- How do I generate Laravel Artisan commands from an OpenAPI spec?
- Use the `OpenApiCli::register()` method in your `AppServiceProvider` or a dedicated service provider. Pass the OpenAPI spec URL (local file or remote) and a namespace (e.g., 'bookstore'). The package automatically generates commands for each endpoint with typed options for path/query/body inputs.
- Does this package work with Laravel Zero for standalone CLI tools?
- Yes, it’s fully compatible with Laravel Zero. Register the API in your `AppServiceProvider` or `bootstrap/app.php`, then use the generated commands in your CLI tool. The package avoids Laravel’s web dependencies, making it lightweight for standalone tools.
- What Laravel versions does spatie/laravel-openapi-cli support?
- The package supports Laravel 10+ and requires PHP 8.1+. It’s tested against the latest stable Laravel releases and leverages Laravel’s HTTP client, Artisan, and service provider bootstrapping for seamless integration.
- Can I use multiple OpenAPI specs in the same Laravel app?
- Absolutely. Register each API with a unique namespace (e.g., `bookstore:`, `payments:`). Commands are namespaced to avoid conflicts, and you can configure each API independently with its own base URL, auth, and caching settings.
- How do I handle authentication for API endpoints?
- Use methods like `bearer()`, `basic()`, or `custom()` during registration. For dynamic auth (e.g., OAuth tokens), pass a closure to `custom()` that resolves the token at runtime. Static auth (e.g., `bearer(env('API_TOKEN'))`) is simpler but less flexible.
- What happens if my OpenAPI spec changes or is invalid?

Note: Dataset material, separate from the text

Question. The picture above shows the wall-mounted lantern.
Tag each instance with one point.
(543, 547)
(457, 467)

- The package doesn’t enforce spec validation, so poorly structured specs may generate unusable commands. Test your spec locally first (e.g., with Swagger UI) and ensure it includes clear `operationId`s and path parameters. Cache remote specs to avoid repeated fetches during development.

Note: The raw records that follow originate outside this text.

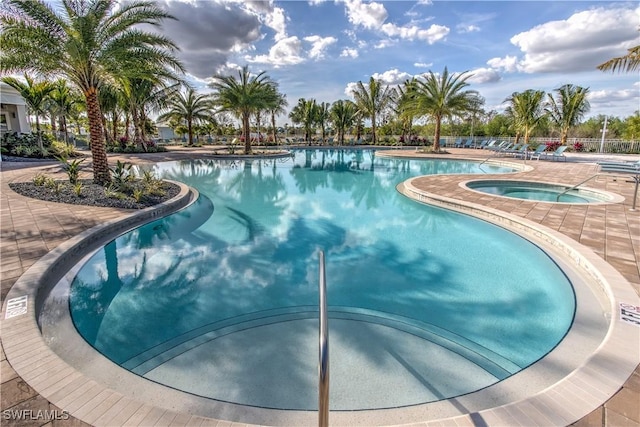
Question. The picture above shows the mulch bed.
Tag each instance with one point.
(92, 195)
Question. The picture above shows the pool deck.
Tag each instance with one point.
(30, 229)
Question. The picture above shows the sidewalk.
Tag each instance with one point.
(31, 228)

- Can I customize error handling for API responses?
- Yes, use the `onError()` method during registration to define custom behavior. For example, handle rate limits (429) with warnings or retry logic. Default error handling logs failures but doesn’t retry, so extend it for production resilience (e.g., exponential backoff).
- How do I test commands generated from OpenAPI specs?

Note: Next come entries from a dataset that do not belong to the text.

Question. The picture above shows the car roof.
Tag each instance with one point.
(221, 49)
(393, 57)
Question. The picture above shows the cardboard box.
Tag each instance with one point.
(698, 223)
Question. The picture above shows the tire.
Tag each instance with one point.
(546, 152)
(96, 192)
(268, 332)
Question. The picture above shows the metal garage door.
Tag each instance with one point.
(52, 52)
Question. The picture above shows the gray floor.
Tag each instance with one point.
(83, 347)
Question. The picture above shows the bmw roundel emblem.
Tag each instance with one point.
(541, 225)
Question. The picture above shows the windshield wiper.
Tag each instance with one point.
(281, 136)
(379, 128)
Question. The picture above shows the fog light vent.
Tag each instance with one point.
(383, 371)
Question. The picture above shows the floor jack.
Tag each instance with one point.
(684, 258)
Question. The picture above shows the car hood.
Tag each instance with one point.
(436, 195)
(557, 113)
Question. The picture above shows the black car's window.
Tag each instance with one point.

- Mock Laravel’s HTTP client (e.g., with `Http::fake()`) to simulate API responses. Test individual commands using PHPUnit’s `Artisan::call()` method. For integration tests, use real APIs in a staging environment or with API mocking tools like VCR.
- Are there performance concerns with remote OpenAPI specs?
- Remote specs are fetched once on boot and cached (configurable TTL). Command generation is dynamic, so there’s no runtime penalty beyond HTTP calls to the API. For large specs, cache locally or use a CDN to reduce fetch latency.
- What alternatives exist for CLI-driven API interactions in Laravel?
- For lightweight CLI tools, consider manually writing Artisan commands with Guzzle or Symfony’s HTTP client. For OpenAPI-first approaches, tools like OpenAPI Generator (Node.js) or Spectral CLI can generate SDKs, but they lack Laravel’s Artisan integration. This package bridges the gap by natively embedding OpenAPI specs into Laravel’s CLI ecosystem.